RE: Collapse of Nigeria’s Power Privatisation
I found Timi Soleye’s piece in the Financial Times interesting. The Financial Times and its editors would have a lot to lose by reputation if Soleye produced a story of the privatisation of the electric power sector in Nigeria without facts. And one which could we can readily debunk with counter-facts. Newspaper often restrain articles they publish by word count limits, causing summarisation and missing details. Does one have to represent hidden vested interests to write what they think or observe?
Well, let us stick to the claims in Eyo Ekpo’s response. First, is that Nigeria’s privatisation has universal acclaim as the most transparent and comprehensive of its kind? That is, ever to take place anywhere in the world, despite its size and complexity, is most inaccurate. Privatising a dysfunctional few thousand megawatts of electric capacity for a nation is derisory. Especially, regarding Nigeria’s income history, massive population and perniciously underestimated electric demand do not make for significant size.
In fact, a country with a population of 60 million people should have an installed operational electric power capacity 100,000MW. In complex electric networks, electricity transmission is by pooling via “loop systems.” Nigeria’s network is an archaic “radial system” causing endless shedding of electricity. It is essential to note Nigeria has one of the very lowest electricity consumption per capita figures in the entire world. In essence, Nigeria privatised power cuts, blackouts.
Second, I presented a document to NEPA/PHCN when J O Makanju was the managing director. It contained detailed facts that the Nigerian power sector was operating at less than 10% efficiency. France has the most efficient industry in the world and operates at 35% efficiency under conditions of constant electricity. It was a document I also showed two NEPA / PHCN directors and a minister and former minister of state. They were stunned by the facts and even got senior engineers to the sector to evaluate the facts, but assured me the privatisation would go ahead back then. No audit of efficiency or asset conditions of the electric power sector in Nigeria has ever have been conducted since. If it has, can we please have details?
Third, the “steady state of NESI” is fancy talk. Where is the steady-state constant electricity the sector is supposed supplying to consumers? Is that not what the privatisation is all about? I guess it is a case of “we are getting there”, hope.
Fourth, since when has Nigeria been a bastion of rule enforcement? Due diligence and preparatory procedures, especially as meetings and documentation, have never failed to impress observers in any sector in Nigeria. It is in realisation and operations that the disappointment and failure begin. Market transition rules are primarily legal reform requirements. They are not a measure or indicator of performance or efficiency of any sector.

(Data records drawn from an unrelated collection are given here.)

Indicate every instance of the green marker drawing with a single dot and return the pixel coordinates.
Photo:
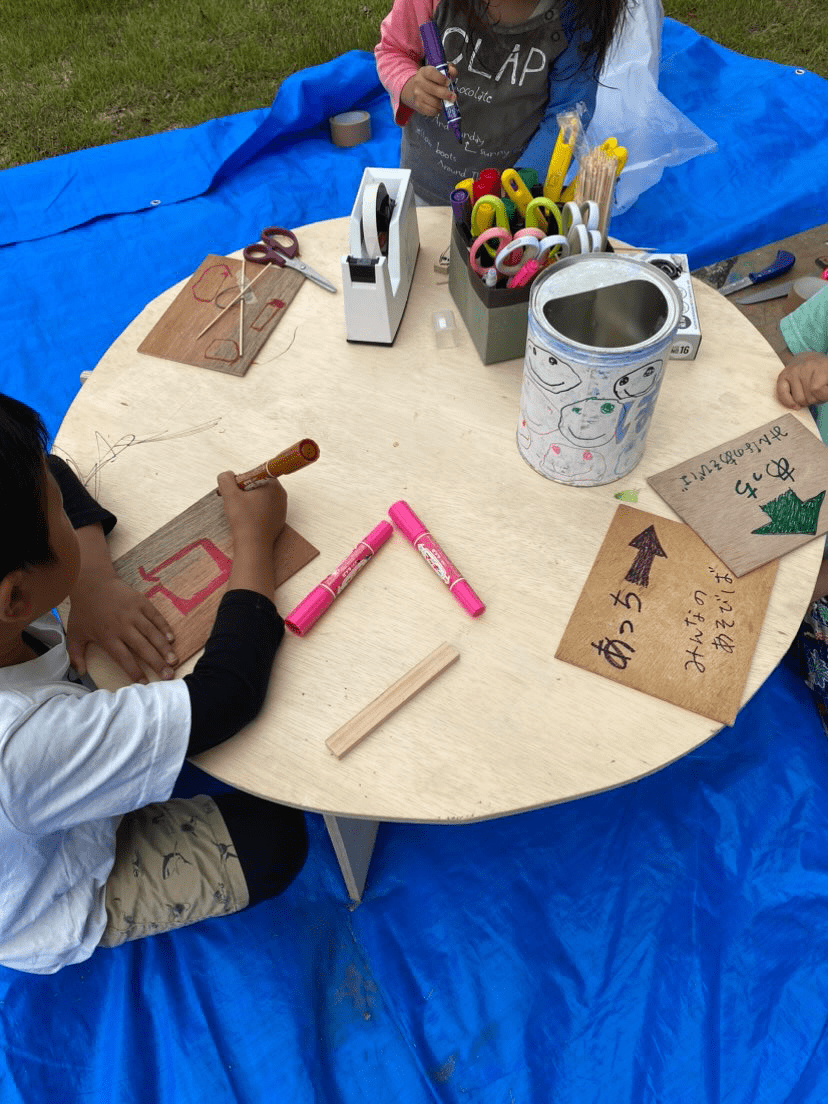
(789, 515)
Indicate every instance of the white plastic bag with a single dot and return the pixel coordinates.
(630, 108)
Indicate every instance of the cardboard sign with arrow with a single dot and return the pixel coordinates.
(660, 613)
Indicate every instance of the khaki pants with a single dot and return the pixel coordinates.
(174, 864)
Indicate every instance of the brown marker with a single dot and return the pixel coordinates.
(300, 454)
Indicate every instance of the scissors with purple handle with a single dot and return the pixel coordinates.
(279, 246)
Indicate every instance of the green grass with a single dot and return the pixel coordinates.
(80, 73)
(792, 32)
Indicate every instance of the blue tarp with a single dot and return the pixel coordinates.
(664, 942)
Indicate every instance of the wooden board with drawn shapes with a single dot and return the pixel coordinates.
(184, 565)
(661, 614)
(210, 289)
(755, 497)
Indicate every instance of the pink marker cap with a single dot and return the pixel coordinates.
(309, 611)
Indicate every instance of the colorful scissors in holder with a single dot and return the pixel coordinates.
(581, 226)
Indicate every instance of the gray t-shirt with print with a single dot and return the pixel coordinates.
(502, 89)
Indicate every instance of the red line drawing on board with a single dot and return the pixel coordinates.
(187, 605)
(267, 314)
(212, 279)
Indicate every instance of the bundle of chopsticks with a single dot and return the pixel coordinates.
(596, 181)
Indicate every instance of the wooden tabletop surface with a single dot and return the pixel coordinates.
(806, 247)
(507, 728)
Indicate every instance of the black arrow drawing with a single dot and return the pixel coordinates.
(648, 547)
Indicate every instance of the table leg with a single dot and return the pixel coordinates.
(353, 842)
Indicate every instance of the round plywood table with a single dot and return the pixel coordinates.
(507, 728)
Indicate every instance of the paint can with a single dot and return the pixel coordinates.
(598, 337)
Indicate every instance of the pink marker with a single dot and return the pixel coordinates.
(311, 607)
(413, 530)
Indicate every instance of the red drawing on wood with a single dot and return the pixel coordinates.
(210, 284)
(186, 605)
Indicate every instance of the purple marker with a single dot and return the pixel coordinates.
(435, 55)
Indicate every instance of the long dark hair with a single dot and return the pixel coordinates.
(23, 481)
(596, 21)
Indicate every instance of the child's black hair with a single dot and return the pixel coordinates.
(23, 442)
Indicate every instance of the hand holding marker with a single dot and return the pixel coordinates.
(435, 55)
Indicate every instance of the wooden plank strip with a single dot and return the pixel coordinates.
(390, 700)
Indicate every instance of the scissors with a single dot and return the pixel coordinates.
(272, 250)
(581, 226)
(548, 247)
(534, 214)
(499, 242)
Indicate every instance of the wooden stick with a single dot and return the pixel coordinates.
(241, 311)
(264, 269)
(390, 700)
(289, 459)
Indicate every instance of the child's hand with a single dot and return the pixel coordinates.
(804, 381)
(426, 92)
(256, 518)
(255, 515)
(107, 612)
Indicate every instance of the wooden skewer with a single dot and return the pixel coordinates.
(241, 311)
(264, 269)
(390, 700)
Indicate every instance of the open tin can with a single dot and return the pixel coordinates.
(598, 337)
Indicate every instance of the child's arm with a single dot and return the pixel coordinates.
(229, 683)
(804, 381)
(107, 612)
(400, 56)
(104, 608)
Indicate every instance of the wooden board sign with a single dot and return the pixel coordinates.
(754, 498)
(209, 290)
(183, 569)
(661, 614)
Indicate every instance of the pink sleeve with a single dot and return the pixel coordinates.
(400, 50)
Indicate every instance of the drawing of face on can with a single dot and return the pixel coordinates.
(568, 464)
(598, 333)
(638, 381)
(548, 371)
(591, 421)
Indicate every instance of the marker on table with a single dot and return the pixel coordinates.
(311, 607)
(435, 55)
(415, 532)
(297, 456)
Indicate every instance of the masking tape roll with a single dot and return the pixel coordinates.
(350, 128)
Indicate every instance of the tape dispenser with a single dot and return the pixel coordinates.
(383, 244)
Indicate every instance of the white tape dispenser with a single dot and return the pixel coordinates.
(383, 244)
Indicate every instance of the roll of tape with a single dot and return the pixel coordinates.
(350, 128)
(377, 208)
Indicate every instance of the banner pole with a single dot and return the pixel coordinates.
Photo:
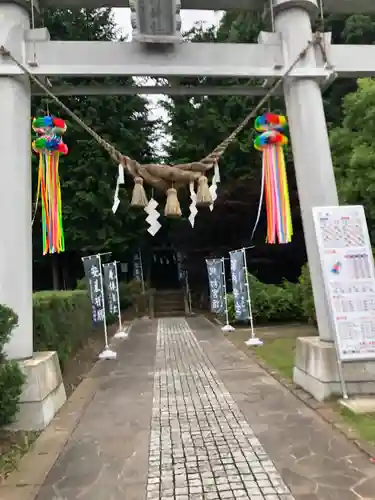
(121, 334)
(227, 327)
(107, 353)
(253, 340)
(142, 278)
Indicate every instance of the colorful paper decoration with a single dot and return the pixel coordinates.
(274, 179)
(49, 146)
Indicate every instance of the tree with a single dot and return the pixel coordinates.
(196, 126)
(353, 150)
(88, 175)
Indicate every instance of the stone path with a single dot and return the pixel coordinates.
(221, 428)
(201, 445)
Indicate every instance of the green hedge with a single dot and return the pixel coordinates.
(11, 376)
(272, 303)
(62, 321)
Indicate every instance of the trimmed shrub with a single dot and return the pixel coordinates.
(11, 376)
(272, 303)
(307, 298)
(62, 321)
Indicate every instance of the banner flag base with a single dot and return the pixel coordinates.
(228, 328)
(121, 335)
(108, 354)
(254, 341)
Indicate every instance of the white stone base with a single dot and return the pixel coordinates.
(315, 370)
(43, 394)
(360, 405)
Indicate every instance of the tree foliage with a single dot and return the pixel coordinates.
(197, 125)
(353, 150)
(88, 175)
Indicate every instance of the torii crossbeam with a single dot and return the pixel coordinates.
(168, 57)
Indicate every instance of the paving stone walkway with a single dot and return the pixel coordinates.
(201, 445)
(221, 428)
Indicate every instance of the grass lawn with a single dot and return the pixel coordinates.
(278, 354)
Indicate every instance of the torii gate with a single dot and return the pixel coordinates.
(146, 56)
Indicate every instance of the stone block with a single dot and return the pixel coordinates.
(315, 370)
(43, 394)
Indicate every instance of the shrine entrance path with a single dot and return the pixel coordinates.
(182, 414)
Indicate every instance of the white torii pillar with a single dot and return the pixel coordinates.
(15, 186)
(310, 144)
(44, 391)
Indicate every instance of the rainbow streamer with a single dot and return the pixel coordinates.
(274, 179)
(49, 145)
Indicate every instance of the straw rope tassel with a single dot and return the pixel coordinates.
(172, 205)
(139, 198)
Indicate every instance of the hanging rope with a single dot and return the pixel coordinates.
(158, 175)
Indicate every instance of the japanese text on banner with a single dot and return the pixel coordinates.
(93, 275)
(216, 285)
(111, 287)
(240, 290)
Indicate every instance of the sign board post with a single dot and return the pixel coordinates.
(94, 275)
(348, 272)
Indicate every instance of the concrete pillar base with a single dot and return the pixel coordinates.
(315, 370)
(43, 394)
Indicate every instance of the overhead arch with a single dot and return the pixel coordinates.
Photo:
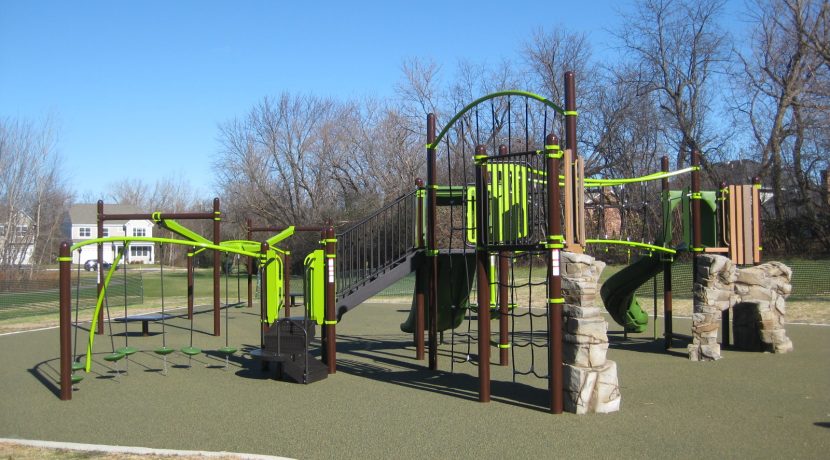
(470, 106)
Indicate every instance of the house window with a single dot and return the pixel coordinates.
(139, 251)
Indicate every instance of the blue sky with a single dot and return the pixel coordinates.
(137, 89)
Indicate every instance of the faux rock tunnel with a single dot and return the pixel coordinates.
(757, 297)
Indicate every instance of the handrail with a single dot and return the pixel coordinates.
(375, 243)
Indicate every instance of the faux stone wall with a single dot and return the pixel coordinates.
(590, 380)
(757, 295)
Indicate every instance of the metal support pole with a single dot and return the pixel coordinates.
(482, 276)
(65, 299)
(100, 268)
(571, 144)
(697, 246)
(667, 296)
(554, 244)
(217, 260)
(420, 274)
(263, 299)
(190, 283)
(432, 252)
(329, 325)
(250, 269)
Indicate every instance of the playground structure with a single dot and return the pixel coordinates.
(473, 234)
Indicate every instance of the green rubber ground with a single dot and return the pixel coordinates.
(381, 403)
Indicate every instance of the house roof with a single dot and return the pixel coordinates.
(80, 214)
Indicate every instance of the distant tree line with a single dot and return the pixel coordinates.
(754, 105)
(681, 83)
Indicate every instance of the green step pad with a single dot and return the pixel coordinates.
(113, 357)
(191, 351)
(127, 351)
(164, 351)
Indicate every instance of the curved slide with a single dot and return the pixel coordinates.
(618, 293)
(454, 282)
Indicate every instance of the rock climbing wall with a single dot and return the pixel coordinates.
(590, 380)
(757, 295)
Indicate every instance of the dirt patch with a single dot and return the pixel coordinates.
(23, 452)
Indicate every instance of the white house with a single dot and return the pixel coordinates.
(83, 219)
(16, 239)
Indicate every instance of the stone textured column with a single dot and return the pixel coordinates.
(763, 290)
(590, 380)
(757, 295)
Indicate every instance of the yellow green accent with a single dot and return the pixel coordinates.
(315, 285)
(98, 304)
(635, 244)
(589, 182)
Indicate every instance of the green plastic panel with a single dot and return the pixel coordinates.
(276, 284)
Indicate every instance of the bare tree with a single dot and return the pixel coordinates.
(785, 87)
(33, 195)
(678, 50)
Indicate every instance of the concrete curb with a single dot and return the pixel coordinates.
(134, 450)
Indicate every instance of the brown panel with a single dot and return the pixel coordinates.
(756, 225)
(739, 225)
(733, 219)
(746, 197)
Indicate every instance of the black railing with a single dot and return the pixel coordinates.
(517, 201)
(370, 247)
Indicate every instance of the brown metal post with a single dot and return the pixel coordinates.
(217, 260)
(190, 283)
(420, 274)
(100, 268)
(65, 299)
(504, 309)
(482, 278)
(554, 244)
(432, 252)
(250, 269)
(330, 322)
(667, 291)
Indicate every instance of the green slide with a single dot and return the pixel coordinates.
(618, 292)
(455, 278)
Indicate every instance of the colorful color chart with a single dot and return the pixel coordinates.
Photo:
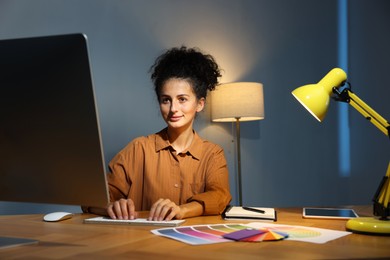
(209, 234)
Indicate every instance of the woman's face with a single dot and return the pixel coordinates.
(178, 104)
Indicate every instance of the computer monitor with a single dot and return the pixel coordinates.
(50, 142)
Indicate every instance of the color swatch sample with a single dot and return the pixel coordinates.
(218, 233)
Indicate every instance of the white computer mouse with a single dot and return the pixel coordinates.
(57, 216)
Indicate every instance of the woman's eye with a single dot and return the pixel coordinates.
(164, 100)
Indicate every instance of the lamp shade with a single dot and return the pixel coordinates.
(239, 100)
(315, 97)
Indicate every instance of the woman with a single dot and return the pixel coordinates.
(174, 173)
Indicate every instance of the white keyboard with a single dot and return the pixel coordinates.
(138, 221)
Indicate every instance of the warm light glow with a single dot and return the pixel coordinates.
(243, 100)
(315, 97)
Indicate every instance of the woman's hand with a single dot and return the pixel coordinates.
(122, 209)
(165, 209)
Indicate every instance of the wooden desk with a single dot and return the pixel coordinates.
(73, 239)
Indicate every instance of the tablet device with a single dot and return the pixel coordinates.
(330, 213)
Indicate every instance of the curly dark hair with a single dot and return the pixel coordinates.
(200, 70)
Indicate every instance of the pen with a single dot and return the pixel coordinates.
(254, 210)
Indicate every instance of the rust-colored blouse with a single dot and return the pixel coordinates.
(148, 169)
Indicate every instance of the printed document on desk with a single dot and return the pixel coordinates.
(252, 213)
(137, 221)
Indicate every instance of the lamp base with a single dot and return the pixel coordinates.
(369, 225)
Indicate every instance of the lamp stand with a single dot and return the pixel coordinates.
(379, 225)
(238, 148)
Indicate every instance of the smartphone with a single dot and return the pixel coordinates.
(329, 213)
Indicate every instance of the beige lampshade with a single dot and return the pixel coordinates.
(243, 100)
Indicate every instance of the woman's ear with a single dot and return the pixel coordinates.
(201, 103)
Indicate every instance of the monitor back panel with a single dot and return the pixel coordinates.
(50, 144)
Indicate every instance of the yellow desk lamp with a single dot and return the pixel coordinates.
(315, 98)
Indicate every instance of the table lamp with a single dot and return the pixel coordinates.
(315, 98)
(236, 102)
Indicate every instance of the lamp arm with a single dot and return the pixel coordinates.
(370, 114)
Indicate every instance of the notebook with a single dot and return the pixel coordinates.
(136, 222)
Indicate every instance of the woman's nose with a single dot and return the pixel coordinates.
(174, 106)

Fifth, the most significant stakeholder in the electric power sector is the consumer. The stakeholders highlighted as necessary to the industry are distinctly “elite”, owners and regulators (and “facilitators”). Dr Lanre Babalola, as a minister, was furious (NERC tasted pepper) with the poor strategies and levels of revenue collection from electricity consumers. While the “electricity elite” were mis-forecasting and perniciously underestimating daily electricity demand, marketing privatisation as a panacea, promising constant electricity and selling hope.
No one took out time to evaluate the affordability of electricity for the customer. Or the incidence and impact of power theft on revenues. And the potential debt burden of non-payment on the sector. Articulated rules are not action(s). Prepayment metering has not provided the magic. Nowhere near what its beneficiaries promised. And no initiatives for alternative methods seem to be considered. $1 billion unpaid is a lot of money to be owed to any sector anywhere in the world.
Sixth, the term “discerning investor” is sometimes another name for project finance participants. It is a consortium of investors who share and spread the risks of investing in financing privatised sector assets. Say, with concessionaire BOT (Build-Operate-Transfer) projects. Investors dislike losing money, and Nigeria has many country risks. The most eager foreign interests in the Nigerian electric power sector are electric turbine sellers like GE and Siemens; they do strictly turnkey business.
Furthermore, operations investors are wary of the Nigerian electric power sector. Enron-AES IPP in Lagos State even has its turbines on barges that it can tug away when necessary. Senior executives Bureau of Public Enterprises were in unison in the claim that foreign investors did not undertake the purchase of Nigerian assets. Nigerians bought the assets often using foreign fronts. The NIPP scandal on participation, scale and scope were utterly disastrous for foreign interest in Nigerian electric power sector investment.
Seventh, is it true that they imported $4 billion worth of turbines into Lagos port? Then left there to accrue huge demurrage. Because the project principals of the NIPP had not considered the difficulty of transporting them to their riverine destinations? No delivery feasibility studies. Moreover, they then auctioned these turbines for peanuts to non-existent buyers because of the unsustainable demurrage accrued. The recovery of the turbines by the government was a good thing, though. I can see the link between ports and the electric power sector slightly in this case.
Nevertheless, if see no evil, hear no evil, speak no evil is the motto of NERC, we have to wish it the very best.